Le Gabon prépare l’assaut sur le marché des titres publics de la Banque des Etats de l’Afrique centrale (BEAC). L’opération n’est pas nouvelle. Chaque début d’année, le pays fait régulièrement la promotion de ces valeurs du Trésor à travers la sous-région. Pour l’exercice 2024, les autorités gabonaises n’entendent pas déroger à cette opération de charme. Surtout en cette période de transition, en vue de financer les projets de développement inscrits dans la prochaine Loi de finances. C’est donc dire que le défi s’avère de taille.
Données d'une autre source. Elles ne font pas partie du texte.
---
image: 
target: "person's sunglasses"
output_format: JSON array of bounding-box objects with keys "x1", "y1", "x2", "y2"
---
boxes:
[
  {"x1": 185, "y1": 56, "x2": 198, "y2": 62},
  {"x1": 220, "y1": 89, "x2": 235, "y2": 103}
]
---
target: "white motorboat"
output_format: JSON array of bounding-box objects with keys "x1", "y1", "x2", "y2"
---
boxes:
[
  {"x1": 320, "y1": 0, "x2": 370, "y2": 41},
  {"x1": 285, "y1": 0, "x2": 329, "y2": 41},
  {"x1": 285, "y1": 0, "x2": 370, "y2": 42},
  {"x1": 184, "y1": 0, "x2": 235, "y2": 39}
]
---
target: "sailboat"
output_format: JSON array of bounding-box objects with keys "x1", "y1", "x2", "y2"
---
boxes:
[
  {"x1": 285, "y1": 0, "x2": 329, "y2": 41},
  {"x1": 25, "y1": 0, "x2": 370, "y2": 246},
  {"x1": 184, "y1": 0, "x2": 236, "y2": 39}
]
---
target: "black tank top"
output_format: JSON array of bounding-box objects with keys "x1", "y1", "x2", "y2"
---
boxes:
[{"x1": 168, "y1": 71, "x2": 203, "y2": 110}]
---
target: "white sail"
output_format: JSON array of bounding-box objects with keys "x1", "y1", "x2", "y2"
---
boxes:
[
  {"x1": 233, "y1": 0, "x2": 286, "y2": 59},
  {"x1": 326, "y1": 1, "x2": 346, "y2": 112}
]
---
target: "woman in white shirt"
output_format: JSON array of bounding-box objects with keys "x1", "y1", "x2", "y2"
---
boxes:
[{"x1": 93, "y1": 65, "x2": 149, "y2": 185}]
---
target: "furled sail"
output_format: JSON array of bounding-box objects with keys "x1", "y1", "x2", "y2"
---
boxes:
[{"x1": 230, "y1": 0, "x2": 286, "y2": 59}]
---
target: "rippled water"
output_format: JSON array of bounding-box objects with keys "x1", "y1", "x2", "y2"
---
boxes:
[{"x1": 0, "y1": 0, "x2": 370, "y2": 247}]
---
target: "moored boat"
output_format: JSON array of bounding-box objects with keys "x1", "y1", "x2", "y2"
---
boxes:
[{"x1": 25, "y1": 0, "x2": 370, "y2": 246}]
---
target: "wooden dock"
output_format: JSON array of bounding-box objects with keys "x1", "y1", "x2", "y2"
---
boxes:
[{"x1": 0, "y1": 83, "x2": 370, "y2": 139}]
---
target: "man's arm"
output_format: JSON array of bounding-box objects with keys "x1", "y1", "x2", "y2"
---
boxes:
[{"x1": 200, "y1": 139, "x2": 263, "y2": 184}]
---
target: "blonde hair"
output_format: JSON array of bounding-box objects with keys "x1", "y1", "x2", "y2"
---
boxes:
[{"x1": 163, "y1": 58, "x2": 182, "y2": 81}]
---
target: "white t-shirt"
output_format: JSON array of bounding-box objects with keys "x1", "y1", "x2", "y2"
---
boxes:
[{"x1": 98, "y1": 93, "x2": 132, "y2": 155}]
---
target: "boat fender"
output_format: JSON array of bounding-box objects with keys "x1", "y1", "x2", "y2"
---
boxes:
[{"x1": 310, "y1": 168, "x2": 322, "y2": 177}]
De manière technique, cette opération s’inscrit dans la cadre du processus d’élargissement de la base des investisseurs. Elle vise à garantir le succès des émissions des titres publics, tout au long de l’année en cours. Il s’agit de susciter l’engouement des Spécialistes en valeurs du trésor (SVT) et autres investisseurs.
Pour l’exercice en cours, la stratégie d’émission s’est articulée autour d’un montant global de de 794,5 milliards de FCFA. Cette enveloppe prévisionnelle était répartie à hauteur de 444,5 milliards de francs de CFA en Bons du trésor assimilables (BTA) et 350 milliards de FCFA en Obligations du trésor assimilables (OTA).
Pour le prochain exercice, même si les montants visés ne sont pas encore rendus officiels, le ministre de l’Economie et des Participations, Mays Mouissi a posé les jalons de cette opération, le 06 novembre dernier. La situation est d’autant plus exceptionnelle qu’elle intervient dans un contexte particulier de transition. Dans cette optique, Mays Mouissi a reçu les responsables et les représentants des Banques locales agréées comme Spécialistes en valeurs du Trésor (SVT) dans certains pays de la zone CEMAC.
A l’occasion, il a exhorté « les partenaires financiers locaux et les services de la Direction générale de la dette à mettre en place, des stratégies d’endettement et un cadre d’échange qui permettent de travailler ensemble pour la réussite de ces futures émissions ».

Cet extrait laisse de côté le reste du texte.